Abbas ABAKAR ABBAS
Département des Sciences et Techniques de l’Information et de la Communication, Faculté des Langues, Lettres, Arts et Communication, Université de Ndjaména, Email : waldfanta@gmail.com
Résumé
Le Bassin du Lac-Tchad et le sahel constituent, depuis une décennie, des espaces majeurs de violences liées à des mouvements se réclamant de l’islam. Cet article analyse les relations entre discours religieux, pratiques communicationnelles et influence sociale, en cherchant à comprendre comment un même répertoire discursif peut contribuer à la cohésion communautaire ou, dans certains contextes, favoriser des trajectoires de radicalisation violente. Mobilisant les approches de la communication, de la sociologie religieuse et des études sur l’extrémisme violent, l’analyse examine les recompositions du champ islamique régional, marqué par la coexistence du soufisme confrérique, du réformisme salafi et de courants contestataires.
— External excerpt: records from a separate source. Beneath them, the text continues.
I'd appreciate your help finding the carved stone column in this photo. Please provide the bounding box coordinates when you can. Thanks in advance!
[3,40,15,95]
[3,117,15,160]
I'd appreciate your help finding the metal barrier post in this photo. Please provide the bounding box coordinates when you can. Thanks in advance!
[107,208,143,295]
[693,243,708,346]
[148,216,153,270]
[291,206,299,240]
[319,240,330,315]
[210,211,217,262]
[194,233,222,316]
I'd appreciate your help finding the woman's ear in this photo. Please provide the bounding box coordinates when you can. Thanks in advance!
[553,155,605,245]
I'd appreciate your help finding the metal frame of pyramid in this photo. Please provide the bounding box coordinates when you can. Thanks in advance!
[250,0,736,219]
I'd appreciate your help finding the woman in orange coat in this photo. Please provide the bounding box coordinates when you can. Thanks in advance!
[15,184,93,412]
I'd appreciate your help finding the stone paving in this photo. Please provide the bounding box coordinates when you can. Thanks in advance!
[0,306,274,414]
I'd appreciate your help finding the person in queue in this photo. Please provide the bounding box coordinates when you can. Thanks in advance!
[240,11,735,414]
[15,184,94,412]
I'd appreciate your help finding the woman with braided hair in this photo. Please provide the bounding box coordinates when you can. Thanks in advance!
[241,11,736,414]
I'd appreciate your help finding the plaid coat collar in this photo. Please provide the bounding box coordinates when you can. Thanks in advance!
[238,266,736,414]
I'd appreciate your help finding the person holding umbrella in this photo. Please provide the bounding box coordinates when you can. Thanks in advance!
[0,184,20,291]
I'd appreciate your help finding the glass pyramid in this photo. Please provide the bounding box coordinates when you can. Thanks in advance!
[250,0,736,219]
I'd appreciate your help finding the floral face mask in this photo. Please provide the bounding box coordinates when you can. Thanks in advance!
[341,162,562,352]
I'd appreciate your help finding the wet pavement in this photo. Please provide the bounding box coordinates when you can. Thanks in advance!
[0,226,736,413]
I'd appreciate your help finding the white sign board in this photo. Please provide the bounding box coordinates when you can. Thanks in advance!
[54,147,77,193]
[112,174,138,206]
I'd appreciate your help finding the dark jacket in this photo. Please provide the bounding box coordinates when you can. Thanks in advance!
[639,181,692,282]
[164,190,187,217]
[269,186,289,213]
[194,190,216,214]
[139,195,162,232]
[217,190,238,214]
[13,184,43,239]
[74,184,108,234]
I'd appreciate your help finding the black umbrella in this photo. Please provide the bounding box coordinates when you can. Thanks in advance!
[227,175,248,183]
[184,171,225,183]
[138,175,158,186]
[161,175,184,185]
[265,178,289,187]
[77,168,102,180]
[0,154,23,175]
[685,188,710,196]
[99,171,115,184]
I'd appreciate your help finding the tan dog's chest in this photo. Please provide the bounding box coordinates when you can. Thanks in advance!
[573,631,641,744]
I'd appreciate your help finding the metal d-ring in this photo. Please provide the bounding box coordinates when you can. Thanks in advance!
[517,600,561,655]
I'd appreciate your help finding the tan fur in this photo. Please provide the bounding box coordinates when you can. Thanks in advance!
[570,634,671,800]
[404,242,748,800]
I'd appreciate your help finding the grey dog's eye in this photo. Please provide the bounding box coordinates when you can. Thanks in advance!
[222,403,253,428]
Elle étudie ensuite l’évolution des modes de diffusion du message religieux, du prêche oral aux réseaux sociaux, en passant par la radio et les supports audiovisuels, en montrant comment des groupes tels que (Boko Haram, ISWAP, JNIM)[1] ou État Islamique au Grand Sahara (EIGS) ou encore (ISSP)[2], ont investi ces outils pour construire des récits identitaires concurrents de ceux des États. L’étude met en évidence l’interaction de facteurs socio-économiques, politiques, environnementaux et symboliques dans les processus de radicalisation, tout en soulignant la diversité des contextes nationaux. Elle montre enfin les limites des réponses exclusivement sécuritaires et insiste sur l’importance des stratégies de prévention, de contre-discours et d’implication des acteurs religieux légitimes dans la régulation des espaces sociaux et numériques. Cette approche propose ainsi une lecture nuancée, évitant tout déterminisme religieux ou technologique.
Mots-clés : islam ; communication religieuse ; influence sociale ; radicalisation ; Bassin du Lac Tchad ; Sahel ; contre-discours.
[1] https://www.rfi.fr/fr/en-bref/20250526-ouest-du-niger-au-moins-une-quarantaine-de-soldats-des-forces-sp%C3%A9ciales-tu%C3%A9s-%C3%A0-eknewane-dans-une-attaque-jihadiste-selon-des-sources-non-officielles-et-s%C3%A9curitaires, Boko Haram : Le Groupe sunnite pour la prédication et le jihad, plus connu sous le surnom de (Boko Haram), est un mouvement d’idéologie salafiste jihadiste. Formé en 2002 à Maiduguri, dans le nord-est du Nigeria ; ISWAP : Islamic State’s West Africa Province, dissident de Boko Haram. C’est un groupe armé salafiste jihadiste affilié à l’État islamique en 2016 ; JNIM en arabe : Groupe de soutien à l’islam et aux musulmans, est une organisation militaire, d’idéologie salafiste jihadiste, formée en 2017 pendant la guerre du Mali, de la fusion des groupes : Ansar Dine, Al-Qaïda au Maghreb Islamique (AQMI) dans le Sahel, de la Katiba Macina et d’Al-Mourabitoun.
[2] L’État Islamique au Grand Sahara (EIGS) ou depuis 2019 Etat Islamique au Sahel (ISSP) a été formé en 2015.